There are two meanings for "respect consent". There's "not actually assaulting/raping someone afterwards" (very low bar) and "being gracious and respectful about the fact someone hasn't consented," and that definition includes not making them feel bad or denigrating them either in front of or behind their back afterwards. Fear of social repercussions is well-documented as a reason women say yes when they want to say no or can be coerced into doing things they didn't want to do.

AdamRyan · 18/01/2024 17:27

WhollyGlorious · 18/01/2024 16:26

I might be missing something here, but surely he did respect her lack of consent? But there was a miscommunication? A bit like if I went to buy something from Facebook marketplace but then it wasn’t actually for sale, I’d be a bit annoyed I wasted my time but wouldn’t steal their item if they didn’t consent to sell.

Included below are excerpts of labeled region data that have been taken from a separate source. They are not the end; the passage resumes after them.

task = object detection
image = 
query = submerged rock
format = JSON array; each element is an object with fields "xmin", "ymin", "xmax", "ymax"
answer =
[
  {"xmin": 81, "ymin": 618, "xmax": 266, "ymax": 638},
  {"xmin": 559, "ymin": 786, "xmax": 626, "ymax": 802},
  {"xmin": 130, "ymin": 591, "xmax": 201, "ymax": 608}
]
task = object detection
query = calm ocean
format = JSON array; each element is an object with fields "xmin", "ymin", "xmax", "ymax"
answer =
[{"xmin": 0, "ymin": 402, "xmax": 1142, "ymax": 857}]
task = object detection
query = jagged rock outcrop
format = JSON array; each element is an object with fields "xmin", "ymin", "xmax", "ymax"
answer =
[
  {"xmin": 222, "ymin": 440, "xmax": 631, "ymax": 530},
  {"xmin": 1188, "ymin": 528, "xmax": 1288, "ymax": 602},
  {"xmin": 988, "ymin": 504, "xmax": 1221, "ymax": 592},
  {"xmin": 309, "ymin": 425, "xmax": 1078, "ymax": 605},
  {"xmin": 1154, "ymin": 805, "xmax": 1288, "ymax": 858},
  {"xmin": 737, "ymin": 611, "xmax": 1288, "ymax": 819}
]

To me it comes down to how annoyed he was to her face and did it amount to trying to pressure her. Being annoyed generally doesn’t seem out of order if the usual type of meeting is about sex/kissing etc.

I don't like the idea of using an analogy of "objects for sale" for women's consent. But let's go with it. I'd say a better analogy is he's the seller, after having a look at what was on offer she didn't want to take him up on it so he had a strop.
Totally unreasonable of him. I'd be seeing him in a different light too (and have dropped friends over this sort of thing myself)

Shania7788 · 18/01/2024 17:48

Yes I think seeing respect as not stealing the marketplace item is a very low bar. I found it quite callous that he didn’t want to spend any more time hanging out with her if they weren’t going to have sex and it sounded like he felt like he’d been tricked. I see it as it was made clear the item wasn’t definitely for sale and even if you’re annoyed that you’ve misunderstood, you can still be polite/gracious instead of telling someone you don’t care about how they view the situation

OP posts:
Sebspectre · 15/01/2025 15:47

Like most forums, fetlife is what you make of it. You do get those who think it’s just for sex but there’s so many others who are looking for friend or advice and like minded people. The problem is, people often put up posts asking for anyone to meet them and many of them are looking for sex. Some like to tease and say they’re not when they are. It also depends on the way the poster phrases it. That’s not to say it was her fault, but it is a kink/ sex forum, and you have to expect that some users will be looking for sex and ‘reading between the lines’.